Asking to pay taxes and other fees on monies the state gives for support, it would be like taking back a part of it.
So, why the Tax and Customs board, in the light of what we have just illustrated, are requiring the Martin Reim academy to pay back all the taxes and fees and the interests attached?
Why what was paid out to youth coaches and staff of the youth academy growing young men and footballers is considered as a ‘salary’?
The football movement (as many other sport areas) is living and supports itself with the ‘stipendium’ system. Also referees of football, who want to take on the job at a more serious level, are supported via the ‘stipendium’.
Is this to be considered a salary paid out via the Estonian FA?
Are not they helping the football level to improve?
If one foundation of this building will collapse, I am afraid the entire building will fall too.
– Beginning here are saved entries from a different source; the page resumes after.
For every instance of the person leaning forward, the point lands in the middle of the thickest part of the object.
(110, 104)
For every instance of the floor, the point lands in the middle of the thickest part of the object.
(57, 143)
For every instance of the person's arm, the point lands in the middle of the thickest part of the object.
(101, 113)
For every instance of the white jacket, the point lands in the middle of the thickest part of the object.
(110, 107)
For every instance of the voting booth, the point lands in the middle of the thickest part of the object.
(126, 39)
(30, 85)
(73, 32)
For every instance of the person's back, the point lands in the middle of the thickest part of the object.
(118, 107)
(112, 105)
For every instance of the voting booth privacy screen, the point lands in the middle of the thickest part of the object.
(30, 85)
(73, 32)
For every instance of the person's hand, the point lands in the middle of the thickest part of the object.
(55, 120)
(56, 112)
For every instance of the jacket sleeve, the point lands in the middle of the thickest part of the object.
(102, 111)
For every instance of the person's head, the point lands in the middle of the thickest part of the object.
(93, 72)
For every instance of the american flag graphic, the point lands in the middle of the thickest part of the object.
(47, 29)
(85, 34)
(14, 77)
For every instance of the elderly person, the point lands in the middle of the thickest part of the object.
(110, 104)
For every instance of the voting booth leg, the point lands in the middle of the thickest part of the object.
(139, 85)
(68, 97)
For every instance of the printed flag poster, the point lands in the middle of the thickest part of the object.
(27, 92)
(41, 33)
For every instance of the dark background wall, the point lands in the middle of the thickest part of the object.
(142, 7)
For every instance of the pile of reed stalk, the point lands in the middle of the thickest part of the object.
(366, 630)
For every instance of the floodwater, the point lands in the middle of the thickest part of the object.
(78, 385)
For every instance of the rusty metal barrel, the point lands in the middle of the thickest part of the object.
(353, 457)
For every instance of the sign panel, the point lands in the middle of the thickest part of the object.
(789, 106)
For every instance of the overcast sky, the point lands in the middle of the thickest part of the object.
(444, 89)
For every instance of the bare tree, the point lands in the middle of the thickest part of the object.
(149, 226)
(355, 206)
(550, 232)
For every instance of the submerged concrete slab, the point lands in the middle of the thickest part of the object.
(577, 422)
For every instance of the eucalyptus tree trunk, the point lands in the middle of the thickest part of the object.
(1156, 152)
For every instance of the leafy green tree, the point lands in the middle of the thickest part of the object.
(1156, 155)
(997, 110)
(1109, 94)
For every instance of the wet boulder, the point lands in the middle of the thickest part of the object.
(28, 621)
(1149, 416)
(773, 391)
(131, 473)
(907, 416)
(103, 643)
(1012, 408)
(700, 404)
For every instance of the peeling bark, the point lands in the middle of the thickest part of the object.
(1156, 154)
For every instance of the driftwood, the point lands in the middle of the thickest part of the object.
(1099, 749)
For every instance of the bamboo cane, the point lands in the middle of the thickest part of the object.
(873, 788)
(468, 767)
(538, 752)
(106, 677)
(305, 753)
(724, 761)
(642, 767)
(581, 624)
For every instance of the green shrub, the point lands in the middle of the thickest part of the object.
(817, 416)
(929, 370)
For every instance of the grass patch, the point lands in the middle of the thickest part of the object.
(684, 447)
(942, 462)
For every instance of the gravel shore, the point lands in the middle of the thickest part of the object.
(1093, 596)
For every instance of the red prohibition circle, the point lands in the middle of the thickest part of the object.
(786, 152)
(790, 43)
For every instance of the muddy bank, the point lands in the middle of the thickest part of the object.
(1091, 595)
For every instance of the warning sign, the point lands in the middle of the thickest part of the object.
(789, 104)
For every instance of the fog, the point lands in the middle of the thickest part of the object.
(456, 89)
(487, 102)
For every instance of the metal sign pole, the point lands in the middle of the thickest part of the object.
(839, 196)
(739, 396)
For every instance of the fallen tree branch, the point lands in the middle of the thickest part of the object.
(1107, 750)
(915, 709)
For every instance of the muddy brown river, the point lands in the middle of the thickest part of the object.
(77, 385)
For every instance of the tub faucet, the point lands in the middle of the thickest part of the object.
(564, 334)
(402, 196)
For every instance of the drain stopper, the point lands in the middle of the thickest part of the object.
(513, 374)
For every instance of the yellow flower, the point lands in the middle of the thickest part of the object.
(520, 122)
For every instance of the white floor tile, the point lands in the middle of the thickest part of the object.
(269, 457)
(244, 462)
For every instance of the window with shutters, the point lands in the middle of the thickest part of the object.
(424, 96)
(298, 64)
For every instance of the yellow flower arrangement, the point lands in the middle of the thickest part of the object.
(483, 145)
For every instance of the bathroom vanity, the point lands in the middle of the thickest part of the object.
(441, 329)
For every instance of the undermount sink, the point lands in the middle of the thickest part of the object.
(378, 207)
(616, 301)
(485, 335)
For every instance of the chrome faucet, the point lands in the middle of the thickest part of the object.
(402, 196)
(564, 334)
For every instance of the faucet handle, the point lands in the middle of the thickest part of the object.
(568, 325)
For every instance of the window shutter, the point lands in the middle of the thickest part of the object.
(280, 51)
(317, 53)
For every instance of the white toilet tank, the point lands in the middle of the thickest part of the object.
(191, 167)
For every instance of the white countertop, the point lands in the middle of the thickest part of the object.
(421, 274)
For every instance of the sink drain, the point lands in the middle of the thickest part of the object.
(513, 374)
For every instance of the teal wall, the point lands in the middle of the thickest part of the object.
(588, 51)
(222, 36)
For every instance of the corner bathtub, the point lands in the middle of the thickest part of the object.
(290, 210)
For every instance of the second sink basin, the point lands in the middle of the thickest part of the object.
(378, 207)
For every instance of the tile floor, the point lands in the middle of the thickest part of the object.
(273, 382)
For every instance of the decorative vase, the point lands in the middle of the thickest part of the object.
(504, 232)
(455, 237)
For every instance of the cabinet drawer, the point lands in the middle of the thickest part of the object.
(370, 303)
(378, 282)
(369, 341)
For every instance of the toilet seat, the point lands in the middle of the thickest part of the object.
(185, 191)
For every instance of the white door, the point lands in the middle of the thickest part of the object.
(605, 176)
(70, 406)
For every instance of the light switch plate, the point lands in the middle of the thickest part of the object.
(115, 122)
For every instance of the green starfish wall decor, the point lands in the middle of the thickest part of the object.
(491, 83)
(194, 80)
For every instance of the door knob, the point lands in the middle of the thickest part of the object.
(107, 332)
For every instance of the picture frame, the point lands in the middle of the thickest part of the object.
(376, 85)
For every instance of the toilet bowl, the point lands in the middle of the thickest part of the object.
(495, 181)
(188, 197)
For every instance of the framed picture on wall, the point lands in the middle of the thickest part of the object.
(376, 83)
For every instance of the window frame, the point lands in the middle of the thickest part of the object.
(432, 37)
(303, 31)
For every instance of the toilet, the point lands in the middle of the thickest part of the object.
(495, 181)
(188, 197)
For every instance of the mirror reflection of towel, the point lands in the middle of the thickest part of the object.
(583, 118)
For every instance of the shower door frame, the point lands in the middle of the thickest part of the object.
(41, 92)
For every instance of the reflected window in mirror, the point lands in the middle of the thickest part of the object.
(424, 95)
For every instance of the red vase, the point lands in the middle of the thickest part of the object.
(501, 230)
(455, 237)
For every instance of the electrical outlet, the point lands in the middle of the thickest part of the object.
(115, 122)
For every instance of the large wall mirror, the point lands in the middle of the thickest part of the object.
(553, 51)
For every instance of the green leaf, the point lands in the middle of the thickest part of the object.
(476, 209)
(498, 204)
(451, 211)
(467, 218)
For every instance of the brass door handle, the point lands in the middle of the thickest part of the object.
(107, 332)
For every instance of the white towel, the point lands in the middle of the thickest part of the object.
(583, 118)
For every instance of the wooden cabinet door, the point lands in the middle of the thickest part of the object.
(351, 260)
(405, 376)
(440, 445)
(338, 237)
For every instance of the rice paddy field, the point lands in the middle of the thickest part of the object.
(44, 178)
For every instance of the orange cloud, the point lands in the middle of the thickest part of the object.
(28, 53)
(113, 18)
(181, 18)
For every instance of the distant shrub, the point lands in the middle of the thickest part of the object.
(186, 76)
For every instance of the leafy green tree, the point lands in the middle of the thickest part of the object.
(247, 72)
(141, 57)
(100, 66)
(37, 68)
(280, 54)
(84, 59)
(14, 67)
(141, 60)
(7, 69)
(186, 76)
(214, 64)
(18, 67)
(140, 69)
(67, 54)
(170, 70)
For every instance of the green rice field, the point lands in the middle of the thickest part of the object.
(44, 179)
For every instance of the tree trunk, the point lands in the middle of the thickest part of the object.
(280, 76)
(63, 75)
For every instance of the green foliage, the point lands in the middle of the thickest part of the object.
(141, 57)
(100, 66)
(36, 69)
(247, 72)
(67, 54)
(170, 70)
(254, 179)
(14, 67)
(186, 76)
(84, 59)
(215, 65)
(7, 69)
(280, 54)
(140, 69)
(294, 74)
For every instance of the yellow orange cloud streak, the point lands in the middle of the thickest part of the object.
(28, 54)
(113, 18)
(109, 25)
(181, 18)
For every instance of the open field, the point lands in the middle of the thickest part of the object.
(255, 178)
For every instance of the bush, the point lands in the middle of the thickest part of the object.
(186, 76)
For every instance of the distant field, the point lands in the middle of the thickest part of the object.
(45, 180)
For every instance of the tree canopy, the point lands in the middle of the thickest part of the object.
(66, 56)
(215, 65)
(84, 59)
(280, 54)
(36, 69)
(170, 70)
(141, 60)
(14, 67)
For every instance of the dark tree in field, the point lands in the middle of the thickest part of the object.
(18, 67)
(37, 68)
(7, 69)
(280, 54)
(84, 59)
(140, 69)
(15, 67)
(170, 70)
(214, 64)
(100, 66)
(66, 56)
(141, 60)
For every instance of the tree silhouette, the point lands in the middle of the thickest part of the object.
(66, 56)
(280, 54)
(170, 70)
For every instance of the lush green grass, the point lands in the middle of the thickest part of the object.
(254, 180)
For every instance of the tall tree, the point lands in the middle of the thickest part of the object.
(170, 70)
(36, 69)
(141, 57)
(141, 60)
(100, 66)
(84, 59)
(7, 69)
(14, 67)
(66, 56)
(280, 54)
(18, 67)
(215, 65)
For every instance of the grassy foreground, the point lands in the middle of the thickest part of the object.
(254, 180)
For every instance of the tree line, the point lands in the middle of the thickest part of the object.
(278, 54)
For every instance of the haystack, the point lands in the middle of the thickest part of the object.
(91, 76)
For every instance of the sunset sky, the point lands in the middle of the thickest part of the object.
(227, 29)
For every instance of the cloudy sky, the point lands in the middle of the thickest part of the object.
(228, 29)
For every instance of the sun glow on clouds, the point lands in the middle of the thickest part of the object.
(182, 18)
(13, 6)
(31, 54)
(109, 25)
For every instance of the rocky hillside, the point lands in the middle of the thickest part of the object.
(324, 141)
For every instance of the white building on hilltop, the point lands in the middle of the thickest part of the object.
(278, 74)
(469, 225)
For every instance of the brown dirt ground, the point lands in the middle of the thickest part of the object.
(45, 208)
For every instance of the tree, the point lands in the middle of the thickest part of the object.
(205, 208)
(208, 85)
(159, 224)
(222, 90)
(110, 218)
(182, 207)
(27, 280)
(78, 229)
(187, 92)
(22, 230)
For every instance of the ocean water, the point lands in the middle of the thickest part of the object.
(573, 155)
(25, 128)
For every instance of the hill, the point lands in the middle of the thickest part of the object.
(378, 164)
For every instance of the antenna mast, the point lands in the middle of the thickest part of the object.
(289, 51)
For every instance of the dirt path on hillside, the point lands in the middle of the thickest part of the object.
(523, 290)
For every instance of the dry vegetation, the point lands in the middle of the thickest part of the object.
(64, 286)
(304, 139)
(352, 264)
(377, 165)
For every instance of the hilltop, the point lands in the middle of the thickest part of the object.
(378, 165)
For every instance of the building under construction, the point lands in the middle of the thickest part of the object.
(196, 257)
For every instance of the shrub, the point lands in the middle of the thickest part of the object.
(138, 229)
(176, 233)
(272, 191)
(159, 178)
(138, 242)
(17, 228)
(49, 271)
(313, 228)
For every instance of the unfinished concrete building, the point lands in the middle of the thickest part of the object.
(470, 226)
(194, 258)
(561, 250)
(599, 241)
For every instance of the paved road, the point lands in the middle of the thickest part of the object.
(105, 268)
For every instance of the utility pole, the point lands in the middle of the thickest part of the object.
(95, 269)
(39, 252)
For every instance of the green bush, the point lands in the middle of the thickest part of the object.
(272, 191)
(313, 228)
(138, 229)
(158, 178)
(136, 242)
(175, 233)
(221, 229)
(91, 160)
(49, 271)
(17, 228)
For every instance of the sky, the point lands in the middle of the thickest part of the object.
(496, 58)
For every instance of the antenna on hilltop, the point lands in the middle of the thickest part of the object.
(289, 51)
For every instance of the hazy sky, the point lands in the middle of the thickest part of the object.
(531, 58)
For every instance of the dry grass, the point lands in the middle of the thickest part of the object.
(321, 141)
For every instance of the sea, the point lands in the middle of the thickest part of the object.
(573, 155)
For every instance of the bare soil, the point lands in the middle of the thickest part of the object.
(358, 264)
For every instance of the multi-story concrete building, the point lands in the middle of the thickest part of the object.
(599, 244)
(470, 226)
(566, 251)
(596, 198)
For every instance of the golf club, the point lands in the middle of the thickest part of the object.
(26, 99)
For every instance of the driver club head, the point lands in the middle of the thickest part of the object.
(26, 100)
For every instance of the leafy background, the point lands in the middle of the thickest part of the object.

The risk is to plunge football in Estonia into a dark age.
The problem lies in the very strict interpretation of the law given by the T&C Board as confirmed a while ago by Andres Ottender, basketball representative for the Tartu University Sports Club: ‘the clubs read the law in one way, the Board in another’ said in January to Postimees.ee.
If the T&C Board interpretation will win the risk we have forecast is clear in Ottender’s words: ‘it would mean pure amateur sport. If this is what the State wishes, it is surprising’
We would not agree the less.
The result would totally go against the purpose of the law: bringing Estonian sports (football included with its almost 15,000 people practicing) to the next level.
A professional one, where Estonian sportsmen can compete at international level.
Does the Estonian state really want this? We doubt.
It is time for the lawmaker to step in and give an original interpretation of a broad-meaning regulation.
It’s the lawmaker responsibility to help what the law is there for and its inner spirit:
- Helping the grassroots sport and not killing it.
- Supporting the people behind it and not showing a metaphorical ‘middle finger’ with myopic decisions.
- Overriding a strict interpretation given by stone-cold bureaucrats reading the law by the letter and not allowing the law to be used against our sport communities and its spirit.
The law is to be respected.
However, this World would have not changed if certain laws would had not been overruled, overthrown or, more simply and moderately, changed and adapted for the most favourable and reasonable interpretation.
We want the rule of law. But the rule of a certain law that would give sports a chance of survival in a country where money invested in football is little.
Do the right thing and hands off Martin Reim.